Intel doesn’t stop anymore: after confirming the commitment in Germany with the chip factory in Magdeburg, the Intel Labs division and Blockade Labs announce Latent Diffusion Model for 3D (LDM3D). It’s a new generative AI model that creates 360-degree 3D visual content from a text prompt. This solution has the potential to revolutionize content creation, metaverse applications, and digital experiences, transforming a broad range of industries, from entertainment and gaming to architecture and design.
Intel unveils LDM3D: how does it work and what is it for?

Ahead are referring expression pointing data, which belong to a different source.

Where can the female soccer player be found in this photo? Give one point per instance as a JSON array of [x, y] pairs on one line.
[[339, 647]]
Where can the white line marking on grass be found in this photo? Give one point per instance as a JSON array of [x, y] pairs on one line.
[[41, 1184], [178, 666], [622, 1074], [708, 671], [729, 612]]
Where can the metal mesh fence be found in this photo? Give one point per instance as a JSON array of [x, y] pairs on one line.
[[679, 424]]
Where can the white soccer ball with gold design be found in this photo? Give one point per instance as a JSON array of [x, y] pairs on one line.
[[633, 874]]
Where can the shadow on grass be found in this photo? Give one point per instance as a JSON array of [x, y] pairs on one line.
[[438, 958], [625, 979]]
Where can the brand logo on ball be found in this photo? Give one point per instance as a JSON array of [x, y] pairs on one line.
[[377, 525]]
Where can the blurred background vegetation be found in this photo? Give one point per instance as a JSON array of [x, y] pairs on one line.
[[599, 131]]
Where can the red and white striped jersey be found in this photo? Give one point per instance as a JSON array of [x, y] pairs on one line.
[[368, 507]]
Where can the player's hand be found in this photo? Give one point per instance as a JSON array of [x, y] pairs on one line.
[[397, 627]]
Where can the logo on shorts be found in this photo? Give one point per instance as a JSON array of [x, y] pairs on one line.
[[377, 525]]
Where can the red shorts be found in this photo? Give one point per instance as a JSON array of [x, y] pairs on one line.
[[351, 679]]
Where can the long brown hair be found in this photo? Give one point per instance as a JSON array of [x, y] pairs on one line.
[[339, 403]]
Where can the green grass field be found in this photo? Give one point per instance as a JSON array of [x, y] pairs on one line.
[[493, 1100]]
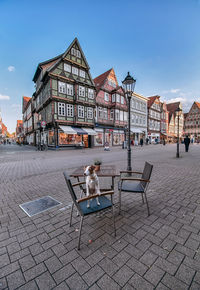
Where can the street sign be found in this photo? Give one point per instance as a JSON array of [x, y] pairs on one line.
[[43, 124]]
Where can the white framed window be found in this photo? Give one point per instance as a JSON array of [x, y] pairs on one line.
[[82, 73], [61, 109], [70, 110], [111, 114], [70, 90], [117, 98], [81, 91], [90, 113], [62, 87], [106, 97], [100, 112], [90, 93], [81, 111], [121, 114], [67, 67], [75, 70], [117, 115], [105, 113]]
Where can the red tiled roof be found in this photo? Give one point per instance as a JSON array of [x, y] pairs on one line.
[[101, 78]]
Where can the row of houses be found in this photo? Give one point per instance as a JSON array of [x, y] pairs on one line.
[[69, 108]]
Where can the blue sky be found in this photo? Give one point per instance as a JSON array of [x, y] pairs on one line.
[[157, 41]]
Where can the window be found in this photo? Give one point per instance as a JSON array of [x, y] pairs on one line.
[[67, 67], [82, 73], [70, 90], [90, 113], [62, 87], [105, 113], [61, 109], [100, 112], [117, 98], [74, 70], [80, 111], [70, 110], [111, 114], [90, 93], [106, 97], [121, 116], [117, 115], [81, 91]]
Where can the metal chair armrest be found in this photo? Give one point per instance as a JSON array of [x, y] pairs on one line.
[[78, 183], [110, 192]]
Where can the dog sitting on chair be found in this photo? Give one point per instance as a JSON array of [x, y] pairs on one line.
[[92, 183]]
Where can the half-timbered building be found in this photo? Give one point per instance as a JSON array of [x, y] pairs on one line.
[[65, 99], [111, 110]]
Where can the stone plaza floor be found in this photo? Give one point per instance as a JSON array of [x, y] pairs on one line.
[[161, 251]]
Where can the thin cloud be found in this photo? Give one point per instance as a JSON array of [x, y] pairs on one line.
[[3, 97], [11, 68]]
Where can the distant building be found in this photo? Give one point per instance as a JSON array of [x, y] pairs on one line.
[[154, 116], [192, 122], [111, 110]]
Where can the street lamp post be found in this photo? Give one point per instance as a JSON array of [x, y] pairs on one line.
[[178, 111], [129, 85]]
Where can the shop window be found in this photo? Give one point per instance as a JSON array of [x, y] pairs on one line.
[[70, 110], [90, 113], [81, 91], [81, 111], [61, 109]]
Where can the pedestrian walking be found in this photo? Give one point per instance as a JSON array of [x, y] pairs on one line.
[[187, 143]]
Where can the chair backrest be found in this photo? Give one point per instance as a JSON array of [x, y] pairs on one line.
[[71, 191], [146, 174]]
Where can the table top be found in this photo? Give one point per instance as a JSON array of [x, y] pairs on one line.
[[105, 171]]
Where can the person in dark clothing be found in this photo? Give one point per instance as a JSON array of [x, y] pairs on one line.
[[187, 143]]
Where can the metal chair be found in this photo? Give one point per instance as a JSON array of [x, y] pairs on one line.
[[136, 185], [81, 204]]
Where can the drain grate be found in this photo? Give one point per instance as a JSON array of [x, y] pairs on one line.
[[37, 206]]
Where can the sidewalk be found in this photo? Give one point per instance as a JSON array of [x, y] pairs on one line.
[[157, 252]]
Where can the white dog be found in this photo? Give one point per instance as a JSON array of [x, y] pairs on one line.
[[92, 183]]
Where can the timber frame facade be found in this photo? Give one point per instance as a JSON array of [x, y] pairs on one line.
[[64, 99]]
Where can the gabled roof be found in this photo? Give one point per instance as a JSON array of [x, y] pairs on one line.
[[99, 81], [152, 99], [172, 107]]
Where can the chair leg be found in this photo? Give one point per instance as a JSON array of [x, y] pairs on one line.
[[147, 203], [79, 237], [120, 196], [70, 220]]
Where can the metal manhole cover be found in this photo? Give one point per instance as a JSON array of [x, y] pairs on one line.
[[37, 206]]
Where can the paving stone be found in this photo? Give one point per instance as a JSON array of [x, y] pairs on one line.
[[64, 273], [15, 280], [185, 274], [140, 283], [45, 281], [173, 283], [93, 275], [123, 275], [76, 282], [108, 283]]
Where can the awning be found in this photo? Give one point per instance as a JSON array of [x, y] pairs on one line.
[[79, 131], [90, 131], [136, 130], [68, 129]]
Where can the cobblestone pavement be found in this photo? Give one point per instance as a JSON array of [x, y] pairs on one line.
[[161, 251]]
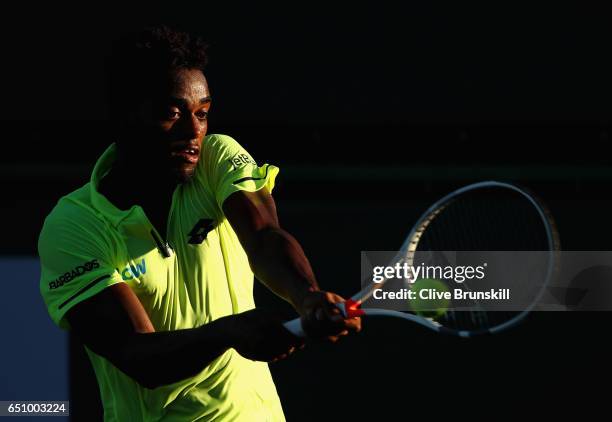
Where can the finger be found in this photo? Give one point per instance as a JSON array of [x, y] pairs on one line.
[[353, 324]]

LDM3D is a model trained on a 10,000 sample set from the LAION-400M database, which contains over 400 million image-caption pairs. Using then Dense Prediction Transformer (DPT), the model provides an extremely accurate relative depth for each pixel in an image, attributing certain parameters to minimal portions of an artistic composition and, finally, proposing a 360-degree three-dimensional reconstruction of an environment.
For Intel, LDM3D is one of the solutions towards the democratization of AI, as it will allow for broader access to all the benefits of AI across more industries. The first concrete application of this model is DepthFusion, an application that leverages standard 2D RGB photos and depth maps to create immersive and interactive 360-degree viewing experiences. Leveraging TouchDesigner, a node-based visual programming language for real-time interactive media, textual requests are transformed into rich digital experiences.

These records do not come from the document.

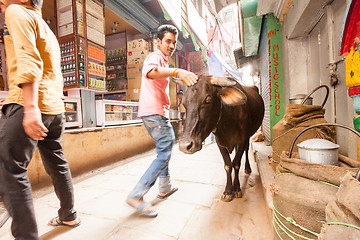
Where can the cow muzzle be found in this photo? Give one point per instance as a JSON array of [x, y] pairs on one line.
[[189, 146]]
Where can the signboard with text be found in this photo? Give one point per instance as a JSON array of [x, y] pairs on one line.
[[276, 77]]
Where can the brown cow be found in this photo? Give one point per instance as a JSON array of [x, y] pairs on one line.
[[232, 112]]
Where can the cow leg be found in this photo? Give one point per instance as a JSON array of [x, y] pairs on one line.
[[236, 162], [228, 193], [247, 164]]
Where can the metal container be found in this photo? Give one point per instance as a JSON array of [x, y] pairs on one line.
[[319, 151], [174, 114], [299, 98]]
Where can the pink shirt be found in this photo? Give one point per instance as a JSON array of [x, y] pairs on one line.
[[154, 93]]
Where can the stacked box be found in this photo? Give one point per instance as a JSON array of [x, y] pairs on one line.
[[134, 57], [137, 51], [138, 45]]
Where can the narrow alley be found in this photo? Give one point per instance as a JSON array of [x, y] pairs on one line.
[[195, 212]]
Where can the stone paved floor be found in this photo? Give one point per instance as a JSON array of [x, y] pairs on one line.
[[195, 212]]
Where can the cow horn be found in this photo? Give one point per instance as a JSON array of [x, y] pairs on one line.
[[222, 81], [179, 81]]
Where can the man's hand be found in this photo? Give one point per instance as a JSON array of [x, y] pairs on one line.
[[33, 125], [188, 77]]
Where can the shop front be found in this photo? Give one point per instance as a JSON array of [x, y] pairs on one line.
[[102, 52]]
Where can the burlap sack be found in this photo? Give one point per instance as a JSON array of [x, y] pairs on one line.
[[301, 191], [304, 201], [319, 172], [344, 210], [298, 117]]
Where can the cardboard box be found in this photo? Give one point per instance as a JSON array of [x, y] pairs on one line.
[[135, 68], [137, 45], [136, 57], [133, 94]]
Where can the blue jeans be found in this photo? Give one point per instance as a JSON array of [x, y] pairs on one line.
[[16, 151], [162, 132]]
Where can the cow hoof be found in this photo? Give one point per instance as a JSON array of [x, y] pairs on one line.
[[238, 194], [248, 171], [227, 197]]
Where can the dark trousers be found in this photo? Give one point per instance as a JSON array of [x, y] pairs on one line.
[[16, 151]]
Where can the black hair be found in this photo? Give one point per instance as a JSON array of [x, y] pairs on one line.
[[164, 29], [36, 4]]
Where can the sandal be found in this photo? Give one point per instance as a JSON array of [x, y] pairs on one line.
[[168, 193], [141, 207], [56, 221]]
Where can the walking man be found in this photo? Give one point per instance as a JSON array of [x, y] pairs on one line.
[[33, 115], [154, 106]]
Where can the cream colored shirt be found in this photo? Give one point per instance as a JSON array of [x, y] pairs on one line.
[[32, 55]]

This paves the way for further advances in multi-view generative AI and computer vision. As Intel Labs AI/ML researcher Vasudev Lal says, LDM3D’s generative AI allows save a lot of time to develop whole three-dimensional scenes with considerable depth. It is currently based on Intel AI supercomputers powered by Intel Xeon processors and Intel Habana Gaudi AI accelerators, but it is clear that it will find a future in more environments and with more companies, as it is an open source solution.